I Became the Archivist of My Family
Should you "DIY" attempting to find all the records for a jus sanguinis case yourself?
That wasn’t a role I volunteered for.
It emerged slowly, almost invisibly, the way these things tend to. One document led to another. One correction required three more explanations. And at some point, I realized I wasn’t “applying for citizenship” anymore—I was reconstructing a family history the state insisted had always existed in clean, legible form.
It hadn’t.
(What made matters more interesting: many of the stories I had been told about the “family line” turned out not to be true—or at best, incomplete.)
By the end of the process, I had assembled roughly thirty official documents, drafted thirteen sworn affidavits, and corrected records issued by multiple state authorities. I also discovered something more unsettling: every modern sovereignty project eventually turns someone into an archivist.
That person is rarely prepared.
The Illusion of a Starting Point
People imagine jus sanguinis as a straight line: ancestor → parent → you.
In reality, it’s a scavenger hunt through decaying institutions that were never designed to agree with each other. Worse, they often don’t even agree with themselves. Records are scattered across states, counties, courts, churches, and agencies—each with its own logic, indexing system, and blind spots.

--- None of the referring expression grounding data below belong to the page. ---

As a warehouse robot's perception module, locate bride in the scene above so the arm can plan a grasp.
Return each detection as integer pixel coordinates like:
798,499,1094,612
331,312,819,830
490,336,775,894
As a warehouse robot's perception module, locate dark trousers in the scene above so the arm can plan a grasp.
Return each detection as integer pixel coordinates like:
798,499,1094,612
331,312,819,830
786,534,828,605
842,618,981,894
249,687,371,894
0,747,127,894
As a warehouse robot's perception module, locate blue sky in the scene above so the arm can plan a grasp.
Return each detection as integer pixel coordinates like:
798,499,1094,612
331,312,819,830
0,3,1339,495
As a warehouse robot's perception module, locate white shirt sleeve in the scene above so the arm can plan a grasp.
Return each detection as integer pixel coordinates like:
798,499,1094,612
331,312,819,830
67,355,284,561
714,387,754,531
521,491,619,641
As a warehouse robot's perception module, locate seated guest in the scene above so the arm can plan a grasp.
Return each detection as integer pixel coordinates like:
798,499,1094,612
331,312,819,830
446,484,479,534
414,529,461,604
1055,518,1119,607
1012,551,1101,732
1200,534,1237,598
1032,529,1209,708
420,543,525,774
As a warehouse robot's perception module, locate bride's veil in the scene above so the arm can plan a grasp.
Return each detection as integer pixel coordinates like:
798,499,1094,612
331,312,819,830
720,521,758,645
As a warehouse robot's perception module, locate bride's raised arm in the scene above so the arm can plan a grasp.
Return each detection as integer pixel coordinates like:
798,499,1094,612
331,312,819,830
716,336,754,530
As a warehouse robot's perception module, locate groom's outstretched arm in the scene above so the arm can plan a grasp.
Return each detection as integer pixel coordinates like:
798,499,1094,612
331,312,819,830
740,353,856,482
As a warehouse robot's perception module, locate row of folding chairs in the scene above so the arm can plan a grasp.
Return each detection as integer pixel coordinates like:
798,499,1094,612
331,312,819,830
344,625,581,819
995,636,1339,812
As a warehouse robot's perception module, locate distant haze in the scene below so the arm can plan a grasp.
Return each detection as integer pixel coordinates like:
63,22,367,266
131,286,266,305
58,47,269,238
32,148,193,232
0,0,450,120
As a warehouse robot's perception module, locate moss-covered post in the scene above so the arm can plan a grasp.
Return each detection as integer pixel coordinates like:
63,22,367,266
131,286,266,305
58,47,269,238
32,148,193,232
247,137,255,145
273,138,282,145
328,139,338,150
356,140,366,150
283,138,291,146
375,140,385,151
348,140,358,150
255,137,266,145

My case ran through my father’s side. His parents were born before their own parents naturalized. That fact—simple in theory—meant proving every birth, death, marriage, and legal transition across four generations, without contradiction.
The problem was that no one remembered anything.
Not dates. Not locations. Not even basic sequences. At one point, my father scolded me for not knowing family anniversaries—only to discover he couldn’t recall when or where his own parents were married.
Archives don’t accept “probably.”
They accept specifics.
And with that, I became a skip tracer on the hunt for my relatives.